KAGAN© COOPERATIVE LEARNING STRUCTURES
What is Cooperative Learning?
Cooperative learning is a way of delivering your content. Students work in teams
of four.
The teams are hetrogenously formed
.
Lessons are designed such that all members of each team participate simultaneously
and: are held individually accountable for their own learning, participate
equally so ensuring the success for all and learn to support and value each
other both socially and academically. This creates a more effective
teaching and learning environment. The ability of pupils to work with others is
an important life skill.
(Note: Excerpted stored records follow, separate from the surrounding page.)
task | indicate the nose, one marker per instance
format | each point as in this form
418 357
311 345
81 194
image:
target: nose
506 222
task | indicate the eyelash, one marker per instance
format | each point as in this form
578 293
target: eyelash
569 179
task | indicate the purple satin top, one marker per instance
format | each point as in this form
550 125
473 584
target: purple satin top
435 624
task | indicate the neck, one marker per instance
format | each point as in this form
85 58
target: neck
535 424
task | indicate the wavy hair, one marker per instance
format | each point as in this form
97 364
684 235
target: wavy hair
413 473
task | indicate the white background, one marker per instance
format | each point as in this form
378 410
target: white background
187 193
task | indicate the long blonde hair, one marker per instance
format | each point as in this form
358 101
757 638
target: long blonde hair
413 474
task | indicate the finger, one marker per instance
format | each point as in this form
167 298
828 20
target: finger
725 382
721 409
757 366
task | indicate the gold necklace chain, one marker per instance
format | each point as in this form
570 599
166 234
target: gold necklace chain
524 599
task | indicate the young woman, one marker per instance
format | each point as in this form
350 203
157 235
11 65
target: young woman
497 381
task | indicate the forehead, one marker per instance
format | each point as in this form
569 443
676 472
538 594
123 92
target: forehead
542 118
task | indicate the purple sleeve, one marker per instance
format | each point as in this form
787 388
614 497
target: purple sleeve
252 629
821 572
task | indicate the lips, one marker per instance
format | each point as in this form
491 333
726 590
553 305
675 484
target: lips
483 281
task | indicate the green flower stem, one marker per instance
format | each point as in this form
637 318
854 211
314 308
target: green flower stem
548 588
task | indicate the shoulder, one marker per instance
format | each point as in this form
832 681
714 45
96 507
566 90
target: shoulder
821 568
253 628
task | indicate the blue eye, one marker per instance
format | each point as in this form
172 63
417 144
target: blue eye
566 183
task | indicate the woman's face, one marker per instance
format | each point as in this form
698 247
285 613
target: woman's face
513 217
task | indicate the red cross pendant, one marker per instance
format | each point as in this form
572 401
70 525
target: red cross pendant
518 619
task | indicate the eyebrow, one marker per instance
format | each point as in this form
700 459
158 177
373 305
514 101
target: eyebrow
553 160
Working with others actually improves individuals understanding,
stretching the high ability and lower ability pupils alike.
What are Cooperative Learning Structures?
‘Structures’ are easy to learn series of repeatable steps that can be used
across the whole curriculum to develop mastery (Revision, Review, Recall,
Practice etc.), thinking skills (Problem Solving, Evaluating, Analysing,
Synhesising etc.) communication skills or for information sharing,
teambuilding and classbuilding. Many structures are useful across
more than one domain, so for example at the same time as you are reviewing content
using Quiz Quiz Trade you can also be working
on Classbuilding improving the class tone. As the structures are content free they
can be used time and again thus breaking the ‘replacement cycle’. Once you master
structures you will be able to make every lesson a Cooperative Learning lesson.
Why use Cooperative Learning Structures?
Delivering your lesson content using Cooperative Learning Structures is a way of
easily increasing the amount of time your pupils spend ‘on task’. Along with this
increased engagement come all the benefits (See BENEFITS) of facilitating the learning
of a class where pupils are all actively and simultaneously engaged in learning.Structures
minimise the opportunity for pupils to become distracted, disruptive and then disaffected
by giving them the skills to work with others and to learn independently of the
‘teacher’. (See
Win Win Discipline
). Structures enable students to acquire social skills in real-life situations;
social skills are embedded in the structures so students, for example, learn turn
taking, active listening, empathy, tolerance, respect etc. All without taking any
time away from teaching our existing curriculum.
“Teaching is the highest form of understanding.”